Non dico di no, quando dicono che rubavo polli, però non sempre, ogni tanto uno per cuocerlo, so che è disonesto, non era nella mia indole. Che vuoi il be confonde le idee, se c’era una donna sarebbe stato diverso, non avrei sbagliato, ma due uomini soli!

Argia ti racconto perché tu abbia di me  un’immagine diversa da come raccontano.

Sai a volte sbirciavo, lo facevo volentieri perché sapevo che stavano dietro le finestre a sentire (oggi lo fanno pure i giovani più istruiti quando bevono).

Riprendeva, ti ricordi quando tentarono di rubare al Micco, diedero la colpa a me; qualcuno disse di avermi visto per la piazza a tarda ora. Cosi pagai per qualche ………..  per qualche pino tagliato.

Venni fuori perché non c’erano prove e per la mia brava condotta.

Guardai Dino e lessi nei suoi begli occhi grandi come quelli di mia madre che era sincero.

Eravamo tutti seduti a tavola, volsi lo sguardo verso mia mamma, le feci un cenno, lei annuì così pure mio padre. Mi rivolsi a mio cugino da parte di mia mamma e dissi: “ quando stavi via laggiù, dove ti portarono…………..

Dopo tanto tempo venne un uomo del paese, abitava in piazza nova (non si diceva piazza Garibaldi) a rivolgendosi a mia mamma disse: “Sono venuto Tosella, ho una serpe in seno e me la voglio levare prima di morire. Non è vero che Dino aveva attentato al Micco.

Stavo alla finestra non avevo sonno quando vidi sbucare un uomo; era entrato nel retro bottega del Micco. Sentivo picchiare, attesi….. vidi uscire l’uomo, diedi un colpo di tosse si volse lo riconobbi e per meglio ancora perché la luna era alta nel cielo, era alta abbastanza per illuminare le scarpe bianche a tennis, quelle scarpe gliele regalarono l’americani ed era l’unico che le portava”.

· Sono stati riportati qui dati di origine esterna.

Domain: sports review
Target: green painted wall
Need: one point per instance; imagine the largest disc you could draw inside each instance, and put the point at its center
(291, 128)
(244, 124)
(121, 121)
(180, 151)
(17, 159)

Mamma disse: “Io non posso farci nulla, ma tu vai a confessarti e poi perché non hai parlato giusto?”

“lui ha una famiglia”  Dino rispose. So, seppi appena ritornai dal carcere (è brutto il carcere meglio morire che sentirsi privati della libertà) Mi venne a trovare e piangendo mi raccontò. Non ho fatto nessuna denuncia ormai il dado era tratto, un uomo ha già pagato, lasciamolo alla sua odissea (rimorso), mi credi Argia? Certo risposi Zio. Riprese Dino: “so che ha sofferto tanto mia sorella che io adoro e i miei fratelli per questo ho sofferto.

Sono un Ufficiale galantuomo e un Ufficiale Boscaiolo non porta le scarpe a tennis”.